Not a dedicated one. Tiller is built on top of Google Sheets and Microsoft Excel, both of which have full-featured mobile apps you can use to view and edit your Tiller data on the go. If you want a custom mobile experience tailored to budgeting and categorizing transactions, the five tools in this guide β Glide, AppSheet, OffSheets, Apps Script, and Zapier β let you build one on top of your Tiller sheet without writing much (or any) code.
Can you use Tiller on iPhone or Android?
Yes. Your Tiller-powered Google Sheet or Excel workbook opens in the official Google Sheets and Excel mobile apps on both iOS and Android. For a cleaner mobile experience, community members have built dedicated front-ends like OffSheets (iOS and web) and custom apps in Glide and AppSheet.
Glide vs. AppSheet for personal finance, which is better?

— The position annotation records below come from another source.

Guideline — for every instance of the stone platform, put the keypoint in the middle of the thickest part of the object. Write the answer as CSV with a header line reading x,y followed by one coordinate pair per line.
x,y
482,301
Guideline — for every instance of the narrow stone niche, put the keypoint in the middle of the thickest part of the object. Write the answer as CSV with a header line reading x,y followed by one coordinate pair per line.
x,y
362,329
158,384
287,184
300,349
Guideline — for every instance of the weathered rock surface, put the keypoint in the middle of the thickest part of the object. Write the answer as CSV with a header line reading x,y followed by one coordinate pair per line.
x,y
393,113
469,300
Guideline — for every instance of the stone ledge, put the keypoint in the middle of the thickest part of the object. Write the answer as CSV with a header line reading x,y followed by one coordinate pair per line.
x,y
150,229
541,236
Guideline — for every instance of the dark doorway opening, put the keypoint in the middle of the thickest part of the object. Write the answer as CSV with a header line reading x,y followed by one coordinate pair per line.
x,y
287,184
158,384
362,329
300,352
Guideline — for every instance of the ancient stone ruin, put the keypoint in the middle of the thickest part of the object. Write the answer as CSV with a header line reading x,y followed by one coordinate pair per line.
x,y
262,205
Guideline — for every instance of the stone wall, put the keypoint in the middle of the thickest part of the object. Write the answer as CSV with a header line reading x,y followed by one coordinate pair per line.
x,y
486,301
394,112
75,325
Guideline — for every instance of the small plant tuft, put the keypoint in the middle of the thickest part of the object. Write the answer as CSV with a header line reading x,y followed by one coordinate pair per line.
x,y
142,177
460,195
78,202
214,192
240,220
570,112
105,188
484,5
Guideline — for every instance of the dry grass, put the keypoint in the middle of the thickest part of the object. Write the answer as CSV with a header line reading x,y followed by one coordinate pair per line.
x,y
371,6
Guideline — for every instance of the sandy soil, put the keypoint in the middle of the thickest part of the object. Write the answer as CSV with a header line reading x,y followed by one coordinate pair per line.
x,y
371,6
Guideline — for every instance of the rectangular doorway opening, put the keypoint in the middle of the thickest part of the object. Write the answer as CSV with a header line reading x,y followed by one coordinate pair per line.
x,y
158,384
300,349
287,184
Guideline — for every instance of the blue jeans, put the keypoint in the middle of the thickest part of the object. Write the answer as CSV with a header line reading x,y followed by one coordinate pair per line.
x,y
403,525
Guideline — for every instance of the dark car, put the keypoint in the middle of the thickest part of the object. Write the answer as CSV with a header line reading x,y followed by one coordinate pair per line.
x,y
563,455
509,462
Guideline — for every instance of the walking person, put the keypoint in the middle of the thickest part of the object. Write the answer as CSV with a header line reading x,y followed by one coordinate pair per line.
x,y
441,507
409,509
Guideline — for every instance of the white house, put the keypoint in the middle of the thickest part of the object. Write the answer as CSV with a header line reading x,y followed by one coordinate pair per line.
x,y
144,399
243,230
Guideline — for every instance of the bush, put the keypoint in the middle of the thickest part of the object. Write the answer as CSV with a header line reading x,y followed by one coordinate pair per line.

Glide is faster to set up and produces a more polished default look. AppSheet is deeper β better form logic, better workflow automation, and tighter integration with Google’s permissions model. If you want a clean mobile view of your transactions in under an hour, start with Glide. If you want to build something with more logic (multi-step forms, conditional alerts, role-based access for a partner or financial planner), AppSheet is worth the steeper learning curve.
Can you connect Tiller to Power BI?
Yes. Power BI can read directly from a Google Sheet, which means it can read from your Tiller sheet. Community member ppraju12 published a Personal Finance Dashboard for Power BI that includes net worth, cash flow, top expense categories, and natural-language querying. The desktop app is Windows-only; mobile and Mac access require Power BI service.
Is it safe to authorize a third-party app to read my Tiller sheet?
It depends on the app. Three things to check before you authorize one: who built it (look for a named developer with a track record), what permissions it’s requesting (read-only and this sheet only are safer than read-write and all your Google Drive files), and where your data goes (prefer tools that process data in your browser or Google account rather than on a developer’s servers). You can revoke any app’s access at any time from your Google Account permissions page.
Do I need to know how to code to build on top of Tiller?
No. Glide, AppSheet, and Zapier are all no-code platforms. You build by clicking and configuring, not by writing code. Apps Script does involve JavaScript, but AI assistants like Claude or ChatGPT can write working Apps Script from a plain-English description of what you want it to do. And most of the community-built tools we link to in this guide are already finished; you install them, you don’t build them.